Mes parents me racontent presque uniquement leurs mauvais souvenirs : les attentats, la prise d’otages, le mal du pays. Pourtant, lorsque j’observe les albums de famille que ma mère a composés, je ne vois aucune trace de guerre, d’attentats, de malheur sur les images. Si quelqu’un les feuillette, on croirait à une vie idéale faite de soleil, de repas de famille et de fleurs.
J’ai retrouvé au fond d’un carton les photos de guerre et de destructions qui étaient absentes des albums. Elles étaient intactes dans une petite pochette Kodak où était inscrit « Share your moments. Send them pictures », en anglais et en arabe. Les images dataient de novembre 1982 où je vois, photographie après photographie, Beyrouth détruite.

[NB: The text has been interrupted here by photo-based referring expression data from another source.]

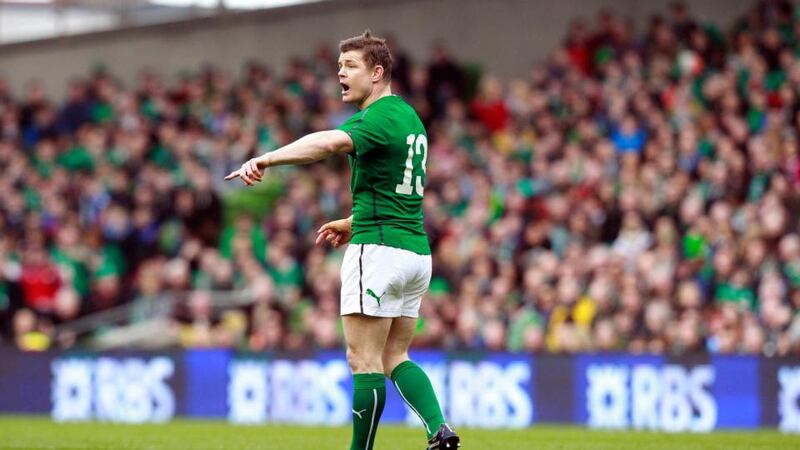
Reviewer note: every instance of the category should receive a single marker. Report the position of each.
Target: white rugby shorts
(383, 281)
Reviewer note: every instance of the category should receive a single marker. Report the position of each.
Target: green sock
(369, 396)
(417, 391)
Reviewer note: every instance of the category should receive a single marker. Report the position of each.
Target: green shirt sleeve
(366, 132)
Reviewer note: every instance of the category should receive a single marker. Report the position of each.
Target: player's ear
(377, 73)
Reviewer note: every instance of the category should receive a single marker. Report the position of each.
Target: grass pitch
(41, 433)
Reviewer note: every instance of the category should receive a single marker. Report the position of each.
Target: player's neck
(376, 94)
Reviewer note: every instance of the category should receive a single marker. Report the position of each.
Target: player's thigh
(365, 335)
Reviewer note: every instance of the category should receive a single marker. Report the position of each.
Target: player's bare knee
(392, 360)
(361, 361)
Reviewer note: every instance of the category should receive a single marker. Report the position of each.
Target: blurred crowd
(638, 191)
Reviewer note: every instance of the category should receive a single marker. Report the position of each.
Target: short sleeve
(366, 132)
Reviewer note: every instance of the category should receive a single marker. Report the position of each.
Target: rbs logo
(308, 392)
(490, 395)
(132, 390)
(669, 398)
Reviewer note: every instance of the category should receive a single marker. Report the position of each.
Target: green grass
(41, 433)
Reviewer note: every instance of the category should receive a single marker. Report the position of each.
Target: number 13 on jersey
(417, 143)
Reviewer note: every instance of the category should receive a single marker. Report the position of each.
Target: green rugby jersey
(388, 175)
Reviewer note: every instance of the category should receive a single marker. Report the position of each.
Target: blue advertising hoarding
(490, 390)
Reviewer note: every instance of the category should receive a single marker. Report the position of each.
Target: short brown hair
(374, 49)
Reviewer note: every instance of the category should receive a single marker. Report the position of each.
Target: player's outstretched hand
(250, 172)
(337, 232)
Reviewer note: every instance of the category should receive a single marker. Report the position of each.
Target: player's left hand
(337, 233)
(250, 173)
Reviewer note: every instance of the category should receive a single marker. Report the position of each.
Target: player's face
(356, 79)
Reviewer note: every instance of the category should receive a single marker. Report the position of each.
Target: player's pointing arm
(306, 150)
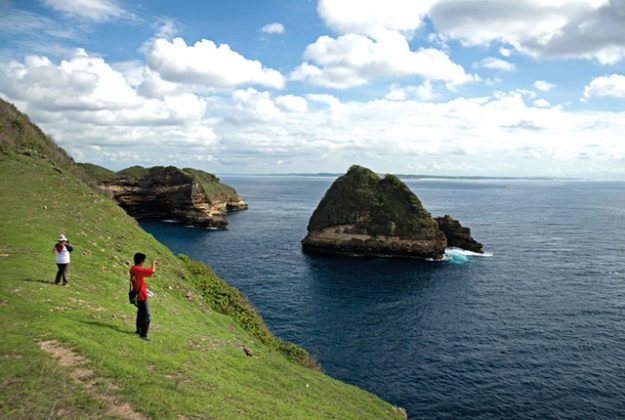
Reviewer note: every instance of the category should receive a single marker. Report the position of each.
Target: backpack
(133, 296)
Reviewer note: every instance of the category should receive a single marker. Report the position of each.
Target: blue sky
(449, 87)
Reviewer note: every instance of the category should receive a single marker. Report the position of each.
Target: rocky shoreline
(190, 196)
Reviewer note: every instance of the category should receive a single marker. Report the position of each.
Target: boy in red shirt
(143, 311)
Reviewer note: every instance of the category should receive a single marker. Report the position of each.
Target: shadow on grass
(39, 281)
(109, 326)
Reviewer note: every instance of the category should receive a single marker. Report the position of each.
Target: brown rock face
(458, 235)
(187, 195)
(363, 214)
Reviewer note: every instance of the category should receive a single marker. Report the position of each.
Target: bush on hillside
(228, 300)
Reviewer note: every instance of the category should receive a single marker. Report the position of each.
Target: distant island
(432, 177)
(364, 214)
(191, 196)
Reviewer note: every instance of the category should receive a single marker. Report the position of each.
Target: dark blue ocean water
(537, 330)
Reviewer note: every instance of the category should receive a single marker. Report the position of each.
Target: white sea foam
(459, 255)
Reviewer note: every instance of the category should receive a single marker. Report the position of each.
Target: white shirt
(63, 256)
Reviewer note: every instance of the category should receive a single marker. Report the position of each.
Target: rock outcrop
(363, 214)
(458, 235)
(187, 195)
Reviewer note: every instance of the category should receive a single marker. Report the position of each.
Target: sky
(439, 87)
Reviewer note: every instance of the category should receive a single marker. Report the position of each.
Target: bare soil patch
(86, 377)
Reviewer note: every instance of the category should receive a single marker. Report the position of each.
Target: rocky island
(364, 214)
(191, 196)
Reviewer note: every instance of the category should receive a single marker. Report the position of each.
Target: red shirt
(139, 284)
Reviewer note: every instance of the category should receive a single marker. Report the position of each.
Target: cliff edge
(188, 195)
(457, 235)
(363, 214)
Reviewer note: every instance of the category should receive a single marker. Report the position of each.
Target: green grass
(194, 367)
(375, 206)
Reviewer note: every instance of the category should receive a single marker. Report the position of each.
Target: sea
(534, 328)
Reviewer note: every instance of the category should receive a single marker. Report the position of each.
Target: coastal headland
(190, 196)
(70, 352)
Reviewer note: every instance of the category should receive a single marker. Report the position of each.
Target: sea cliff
(70, 352)
(191, 196)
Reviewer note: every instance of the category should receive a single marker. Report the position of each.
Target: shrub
(228, 300)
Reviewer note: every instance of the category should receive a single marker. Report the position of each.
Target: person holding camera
(139, 274)
(62, 250)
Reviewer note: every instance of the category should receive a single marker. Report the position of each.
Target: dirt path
(86, 377)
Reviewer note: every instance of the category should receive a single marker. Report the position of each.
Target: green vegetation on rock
(375, 206)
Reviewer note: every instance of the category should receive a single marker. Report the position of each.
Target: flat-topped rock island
(363, 214)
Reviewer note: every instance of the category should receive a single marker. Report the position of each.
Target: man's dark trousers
(143, 318)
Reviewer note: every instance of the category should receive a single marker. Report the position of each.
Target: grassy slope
(194, 367)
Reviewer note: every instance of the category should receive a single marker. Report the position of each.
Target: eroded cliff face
(457, 235)
(190, 196)
(363, 214)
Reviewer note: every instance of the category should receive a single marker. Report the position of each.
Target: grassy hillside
(70, 352)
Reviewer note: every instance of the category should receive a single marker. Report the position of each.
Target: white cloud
(273, 28)
(165, 28)
(423, 92)
(496, 64)
(542, 103)
(352, 60)
(613, 85)
(103, 114)
(543, 85)
(206, 64)
(84, 102)
(96, 10)
(563, 28)
(255, 105)
(370, 17)
(291, 103)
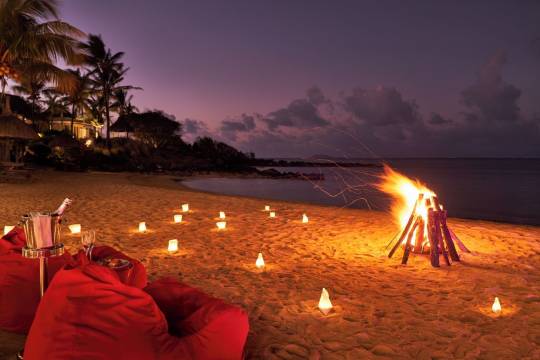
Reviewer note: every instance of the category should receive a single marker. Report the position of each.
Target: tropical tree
(32, 39)
(107, 73)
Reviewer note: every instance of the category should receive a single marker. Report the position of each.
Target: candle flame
(260, 262)
(325, 305)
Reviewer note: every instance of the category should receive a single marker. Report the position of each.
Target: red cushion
(19, 282)
(88, 313)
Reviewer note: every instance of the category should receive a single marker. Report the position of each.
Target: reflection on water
(491, 189)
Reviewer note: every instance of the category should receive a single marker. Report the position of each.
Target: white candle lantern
(142, 227)
(496, 307)
(173, 246)
(8, 228)
(325, 305)
(75, 228)
(260, 262)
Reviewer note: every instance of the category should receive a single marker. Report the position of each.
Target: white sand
(381, 307)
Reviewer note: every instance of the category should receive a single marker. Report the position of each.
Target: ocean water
(506, 190)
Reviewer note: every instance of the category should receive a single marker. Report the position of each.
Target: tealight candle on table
(173, 246)
(325, 305)
(8, 228)
(142, 227)
(75, 228)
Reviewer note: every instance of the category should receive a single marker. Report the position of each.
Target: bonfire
(422, 220)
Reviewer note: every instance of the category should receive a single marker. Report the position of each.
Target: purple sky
(404, 78)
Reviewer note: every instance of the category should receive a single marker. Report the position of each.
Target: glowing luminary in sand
(142, 227)
(260, 262)
(173, 246)
(325, 305)
(496, 307)
(8, 228)
(75, 228)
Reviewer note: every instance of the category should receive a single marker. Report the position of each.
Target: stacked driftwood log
(440, 239)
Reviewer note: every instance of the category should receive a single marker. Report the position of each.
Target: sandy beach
(381, 308)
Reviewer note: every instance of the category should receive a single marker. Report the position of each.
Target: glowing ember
(75, 228)
(142, 227)
(7, 229)
(325, 305)
(260, 262)
(422, 219)
(496, 307)
(173, 246)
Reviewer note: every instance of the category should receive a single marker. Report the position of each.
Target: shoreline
(381, 308)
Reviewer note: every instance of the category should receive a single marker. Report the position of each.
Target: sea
(505, 190)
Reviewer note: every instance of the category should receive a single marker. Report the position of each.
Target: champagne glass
(88, 238)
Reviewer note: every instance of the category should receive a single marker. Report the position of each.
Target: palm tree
(78, 95)
(107, 72)
(32, 38)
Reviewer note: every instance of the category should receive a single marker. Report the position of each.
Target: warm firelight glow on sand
(8, 228)
(405, 192)
(75, 228)
(142, 227)
(260, 262)
(173, 246)
(496, 307)
(325, 305)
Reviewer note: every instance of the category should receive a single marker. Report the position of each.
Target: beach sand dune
(381, 308)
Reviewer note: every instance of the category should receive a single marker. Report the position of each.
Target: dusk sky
(298, 78)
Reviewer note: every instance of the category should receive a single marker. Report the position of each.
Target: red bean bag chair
(19, 282)
(134, 276)
(89, 313)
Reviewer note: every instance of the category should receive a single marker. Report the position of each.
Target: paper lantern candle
(260, 262)
(7, 229)
(325, 305)
(142, 227)
(496, 307)
(75, 228)
(173, 246)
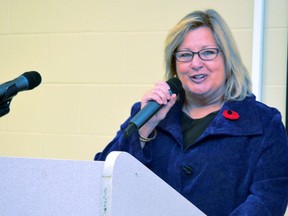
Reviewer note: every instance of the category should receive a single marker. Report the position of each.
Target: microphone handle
(142, 117)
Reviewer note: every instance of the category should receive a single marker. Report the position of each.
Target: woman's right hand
(159, 93)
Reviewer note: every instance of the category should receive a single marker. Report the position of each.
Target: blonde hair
(238, 83)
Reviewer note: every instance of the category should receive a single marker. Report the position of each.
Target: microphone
(26, 81)
(8, 90)
(151, 108)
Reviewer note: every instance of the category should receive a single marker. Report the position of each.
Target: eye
(184, 55)
(208, 52)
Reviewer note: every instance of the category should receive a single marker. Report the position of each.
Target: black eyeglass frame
(198, 53)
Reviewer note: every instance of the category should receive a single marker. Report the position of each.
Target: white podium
(120, 186)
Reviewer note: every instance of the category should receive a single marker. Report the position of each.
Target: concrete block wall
(98, 57)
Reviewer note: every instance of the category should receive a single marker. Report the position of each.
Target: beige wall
(97, 57)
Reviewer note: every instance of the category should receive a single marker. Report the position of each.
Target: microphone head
(175, 85)
(33, 78)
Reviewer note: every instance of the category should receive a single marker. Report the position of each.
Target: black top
(193, 128)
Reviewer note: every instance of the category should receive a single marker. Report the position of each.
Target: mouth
(199, 77)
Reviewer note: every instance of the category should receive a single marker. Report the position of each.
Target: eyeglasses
(204, 54)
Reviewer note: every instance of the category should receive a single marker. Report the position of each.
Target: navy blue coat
(236, 167)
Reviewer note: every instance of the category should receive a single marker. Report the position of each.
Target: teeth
(200, 76)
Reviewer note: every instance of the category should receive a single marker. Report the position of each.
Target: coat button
(188, 170)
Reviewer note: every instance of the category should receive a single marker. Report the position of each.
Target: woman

Le siège de Beyrouth avait empêché mes parents de se rendre au Liban durant l’été. Ils pensaient y retourner en septembre mais les événements s’étaient succédé, empêchant de nouveau leur voyage : l’assassinat du président Bachir Gemayel, l’évacuation des fedayin palestiniens de Beyrouth, les massacres de Sabra et Chatila.
Sur aucune de ces images, contrairement aux photos des albums, le ciel n’est bleu. Il semble toujours gris. Ma mère avait pris du poids et sur chacun de ses portraits, elle a le regard affligé, les épaules relevées avec l’air de se demander : « Est-ce bien ma ville ? Beyrouth ? Qu’ont-ils fait de mon pays ? De ma jeunesse ? Je ne veux pas y croire. Je ne peux pas y croire. » Elle posait devant des immeubles délabrés, près de miliciens chrétiens sur des barrages, autour d’enfants de la rue. Beyrouth est méconnaissable, une ville hantée. Mon père lui aussi a changé. Il apparaît sur une seule photo, le visage fermé, dans un portrait pris au bord de la corniche où encore une fois le ciel était gris alors qu’il faisait plein soleil. Le monde s’est abattu sur mes parents, ils viennent de réaliser qu’ils ne reverront plus jamais la ville dans laquelle ils ont grandi. Que leurs rêves de jeunesse se sont envolés.

J’ai demandé à ma mère pourquoi elle avait réalisé si consciencieusement des albums de famille, elle m’a répondu : « Pour que vous vous souveniez. » Elle souhaitait donc qu’on se souvienne uniquement des belles choses.